Assent Is Not Just for Children

Requirements and Best Practices for Assent in Clinical Research

Informed consent requires that prospective participants receive sufficient information about a research study and that they have the capacity to decide about their voluntary participation.1 Paul Appelbaum defines capacity as the ability to understand the information provided, understand the consequences of a decision, make a decision and communicate a choice.2 For those who do not have the capacity to provide consent, the challenge for the research community is how to balance the inclusion of these individuals in research with the requirement to protect those who may be vulnerable to coercion or undue influence.3 In adults, significant numbers of clinical trials are exploring treatments for conditions that are causes of impaired decision-making capacity including neurologic diseases and psychiatric illnesses raising ethical considerations for the inclusion and the protection of these individuals in research. In this paper, we highlight the importance of asking prospective participants, who do not have the capacity to provide consent, for their assent to participate in research. We review the current regulatory and ethical framework for the assent of both adults lacking capacity and children and offer strategies for engaging these potential participants in the assent process.

Is Assent Required of Adults Who Lack the Capacity to Consent? An Ethical Framework

Assent is the affirmative agreement to participate in research from a person who has some ability to understand but is unable to provide legally-effective consent.4 While the United States regulations for human participant research require assent from children who cannot provide consent due to their age, they do not explicitly mandate obtaining assent from adults who lack the capacity to provide consent.
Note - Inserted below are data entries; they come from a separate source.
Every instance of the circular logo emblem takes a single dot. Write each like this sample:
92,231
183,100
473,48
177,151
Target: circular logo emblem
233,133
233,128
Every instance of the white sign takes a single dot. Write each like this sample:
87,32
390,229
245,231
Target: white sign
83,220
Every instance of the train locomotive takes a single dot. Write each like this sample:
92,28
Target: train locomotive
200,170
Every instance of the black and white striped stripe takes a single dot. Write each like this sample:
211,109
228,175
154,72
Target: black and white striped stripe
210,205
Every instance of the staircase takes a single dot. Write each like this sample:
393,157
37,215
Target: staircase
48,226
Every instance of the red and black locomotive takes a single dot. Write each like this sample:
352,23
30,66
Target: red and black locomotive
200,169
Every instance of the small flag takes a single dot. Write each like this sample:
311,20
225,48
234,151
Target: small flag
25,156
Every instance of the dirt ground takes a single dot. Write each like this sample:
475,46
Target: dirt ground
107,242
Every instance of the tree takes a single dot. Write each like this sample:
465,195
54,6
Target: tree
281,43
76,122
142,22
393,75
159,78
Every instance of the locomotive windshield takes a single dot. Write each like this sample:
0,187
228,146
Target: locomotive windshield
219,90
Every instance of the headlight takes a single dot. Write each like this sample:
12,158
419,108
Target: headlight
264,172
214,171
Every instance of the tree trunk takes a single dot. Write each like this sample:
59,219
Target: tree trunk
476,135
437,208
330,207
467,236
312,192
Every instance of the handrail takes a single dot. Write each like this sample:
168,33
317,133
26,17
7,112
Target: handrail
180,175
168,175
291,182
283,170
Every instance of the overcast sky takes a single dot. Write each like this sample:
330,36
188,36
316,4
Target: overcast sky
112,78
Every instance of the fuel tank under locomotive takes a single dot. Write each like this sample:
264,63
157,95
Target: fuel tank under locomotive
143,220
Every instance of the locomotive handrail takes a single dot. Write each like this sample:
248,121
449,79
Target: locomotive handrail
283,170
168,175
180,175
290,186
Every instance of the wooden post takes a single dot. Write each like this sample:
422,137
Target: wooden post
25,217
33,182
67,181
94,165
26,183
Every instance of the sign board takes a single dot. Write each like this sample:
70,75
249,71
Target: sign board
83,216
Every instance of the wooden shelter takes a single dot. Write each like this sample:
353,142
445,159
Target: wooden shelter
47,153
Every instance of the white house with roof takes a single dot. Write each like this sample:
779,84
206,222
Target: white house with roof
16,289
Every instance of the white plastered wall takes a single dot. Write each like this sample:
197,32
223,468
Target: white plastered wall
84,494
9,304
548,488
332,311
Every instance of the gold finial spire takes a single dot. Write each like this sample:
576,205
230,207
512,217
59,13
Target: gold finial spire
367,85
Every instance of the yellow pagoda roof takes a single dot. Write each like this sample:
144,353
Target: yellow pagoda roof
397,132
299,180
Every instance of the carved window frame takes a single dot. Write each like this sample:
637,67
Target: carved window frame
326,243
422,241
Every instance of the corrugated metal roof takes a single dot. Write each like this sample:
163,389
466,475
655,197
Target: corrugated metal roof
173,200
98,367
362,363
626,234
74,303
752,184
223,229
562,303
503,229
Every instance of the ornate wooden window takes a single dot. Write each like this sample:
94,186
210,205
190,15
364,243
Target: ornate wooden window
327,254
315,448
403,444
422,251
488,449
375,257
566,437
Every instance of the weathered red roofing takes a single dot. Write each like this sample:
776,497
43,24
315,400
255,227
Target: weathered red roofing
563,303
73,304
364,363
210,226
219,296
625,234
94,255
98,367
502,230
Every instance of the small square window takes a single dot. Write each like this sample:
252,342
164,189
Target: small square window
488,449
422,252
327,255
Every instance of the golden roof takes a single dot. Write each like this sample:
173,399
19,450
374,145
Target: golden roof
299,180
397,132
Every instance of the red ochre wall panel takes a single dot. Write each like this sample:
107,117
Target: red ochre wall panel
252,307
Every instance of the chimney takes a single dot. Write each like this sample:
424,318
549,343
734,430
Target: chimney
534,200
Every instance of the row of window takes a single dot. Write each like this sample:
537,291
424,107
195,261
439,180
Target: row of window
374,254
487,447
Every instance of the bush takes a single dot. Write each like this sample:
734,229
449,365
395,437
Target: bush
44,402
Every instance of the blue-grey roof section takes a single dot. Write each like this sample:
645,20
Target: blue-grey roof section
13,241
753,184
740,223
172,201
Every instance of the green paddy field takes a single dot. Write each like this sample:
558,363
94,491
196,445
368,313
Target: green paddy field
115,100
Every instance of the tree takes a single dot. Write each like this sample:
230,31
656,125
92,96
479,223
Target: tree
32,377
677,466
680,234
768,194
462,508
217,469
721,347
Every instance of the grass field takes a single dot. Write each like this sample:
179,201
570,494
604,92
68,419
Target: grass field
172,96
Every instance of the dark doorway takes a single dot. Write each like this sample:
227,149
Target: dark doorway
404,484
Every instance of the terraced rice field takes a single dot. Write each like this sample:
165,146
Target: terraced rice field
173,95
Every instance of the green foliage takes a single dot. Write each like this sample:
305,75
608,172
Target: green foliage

Nevertheless, besides the obvious parallel for assent with children, there is support for this requirement in multiple regulatory frameworks, including the guiding principles of the Belmont Report5 and US Food and Drug Administration (FDA) guidance on informed consent.6 The Belmont Report provides three basic ethical principles to guide human participants’ research.7 These principles are Respect for Persons, Beneficence, and Justice. The first principle of Respect for Persons advocates for two ethical convictions, “first, that individuals should be treated as autonomous agents, and second, that persons with diminished autonomy are entitled to protection.” The second conviction is addressed by requiring consent to be obtained whenever an adult participant lacks the capacity to consent. The first ethical conviction is not subsumed by the second; that is, respect is not limited to legally effective consent and decisional capacity is not a binary attribute. Participants without full capacity may fall along a spectrum of capacity and awareness and deserve the respect of engagement as they are able.

Like consent, assent is an ongoing process that may evolve over time. If a participant who was unable to be consulted for assent at the time of enrollment later regains some cognitive ability, the study team should attempt to obtain assent when the participant can be consulted.

The FDA states the following in a guidance document8 on informed consent:

“Institutional Review Boards and investigators should carefully consider whether the inclusion in research of individuals who lack capacity is ethically appropriate and scientifically necessary. Whenever individuals with impaired consent capacity (partial, fluctuating, or complete) are or may be enrolled in clinical studies, ethical and procedural challenges arise. Considerations that may help address these challenges, and provide additional safeguards include: Assessing whether individuals who cannot provide legally effective consent on their own behalf may nonetheless be able to provide some form of oral agreement (e.g., assent) at the outset of the study and, as appropriate, throughout the course of the research (e.g., for subjects with progressive disorders), and how the such oral agreement would be documented. In such a circumstance, a LAR would need to provide documented written consent.”